Would you play a story only MMO? — The MMO Gamer

Would you play a story only MMO?

chooseyourown

Story is often not the central element of MMOs.  Sure, there is usually some story there if you take the time to read it, but most of the time it is not important enough for us to worry about why it is we are running around doing the quests we have been tasked with completing.  I would be bold enough to venture a guess that the majority of MMO players simply skim the quest text box, looking mainly for the task summary and rewards given.

With the release of Star Wars: The Old Republic, BioWare took storytelling in MMOs to a new level.  The majority of quests and NPC interactions take place in small cut-scenes with voice acting that, for the most part, is quite well done.  For some side quests I do still find myself hitting the space bar to skip the voice-acted interaction, particularly in the parts where the person I am speaking with uses some sort of alien language, but the class quest scenes and major story-line arcs for each planet have me enthralled.
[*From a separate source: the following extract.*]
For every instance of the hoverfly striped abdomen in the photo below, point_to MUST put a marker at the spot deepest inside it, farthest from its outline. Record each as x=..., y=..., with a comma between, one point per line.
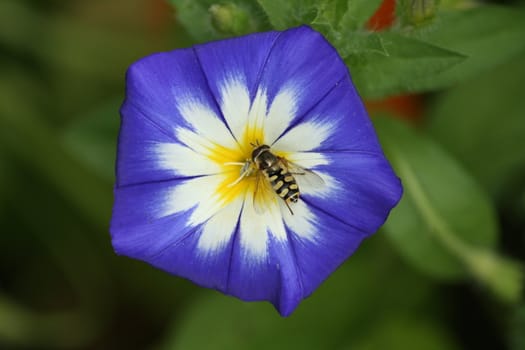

Later this year BioWare is set to release Mass Effect 3, and potentially change the way you play video games.  Yes, it is a single-player RPG, but what makes it relevant to this article is the three game modes available to choose from in the game.  Currently being called Story Mode, Action Mode, and RPG Mode, Mass Effect 3 will allow players to customize their gameplay experience to their liking.

Action Mode is “for those who want to emphasise action and combat and minimize story management,” and will set automatic replies in conversation and a normal difficulty.

Story Mode, as you can probably guess, is “for those who want to emphasize story immersion and minimize combat pressure.” Story mode will set manually-selectable replies in conversation and a minimal combat difficulty.

RPG Mode is a balance of both Action and Story, presenting the game as it would normally be played.

Tin foil hat time:  Imagine the ability, if you so choose, to minimize combat and primarily participate in an interactive narrative in which you make the choices, maybe even solve some puzzles, and simply experience a story in an MMO.  Instead of killing 20 rakghouls you might have to figure out what is causing the plague that creates them through investigation and deduction.  It could be a separate game experience, or simply allow players to witness a storyline without the hours of grinding out quest.

Yeh the first one is cool, but the 200th one? Not so much.

 

Of course, here is where the theory begins to fall apart, because an MMO wants that monthly subscription, and if they let you just blow through the best story elements, there’s nothing to keep you there month after month.  But, that’s how current MMOs are set up.  What if one was designed from the ground up to be an interactive story, much like the “choose your adventure” books many of us loved as kids, and your monthly subscription kept new content coming out on a consistent basis (a guy can dream).  At that point would it even still be considered an MMO, and what would the developers need to do in order to maintain that MMO status?

Personally I envision an MMO version of LA Noire, where my friends and I work together to solve crimes and take down the big-bads in town.  Take out the parts where you’re chasing down a bad guy or shooting at people every three minutes, and concentrate on the characters, their interactions, and outcomes from those interactions.  And no, I don’t want to pick up every item in the room for no reason and rotate it around either.  Imagine the amount of story that could be written and voice acted for the costs that were incurred implementing the face-capture technique.  Sure, that was pretty cool, but at the end of the day it didn’t help that game overcome the aspects that were lacking.

I actually do enjoy experiencing combat in MMOs, gaining new abilities and finding new ways to defeat my enemies.  Questing overall can be tedious and repetitive, but combat itself isn’t a bad thing.  It’s the going out and shooting rat after rat, wolf after wolf, and cultist after cultist that destroys the enjoyment in MMO combat, and I can see why some people simply do not enjoy playing their way through an MMO.  How many new players could be drawn into the MMO genre if they did not have to grind it out, but could instead take part in a story?

Undoubtedly there are tons of people who are going to play Story Mode in Mass Effect 3, and there are plenty of people who would love to just experience the stories in Star Wars: The Old Republic.  For now this mode is more suited for single-player RPG’s, but would you be interested in playing an interactive story MMO, and if so, what features would need to be present to keep you interested for the long term?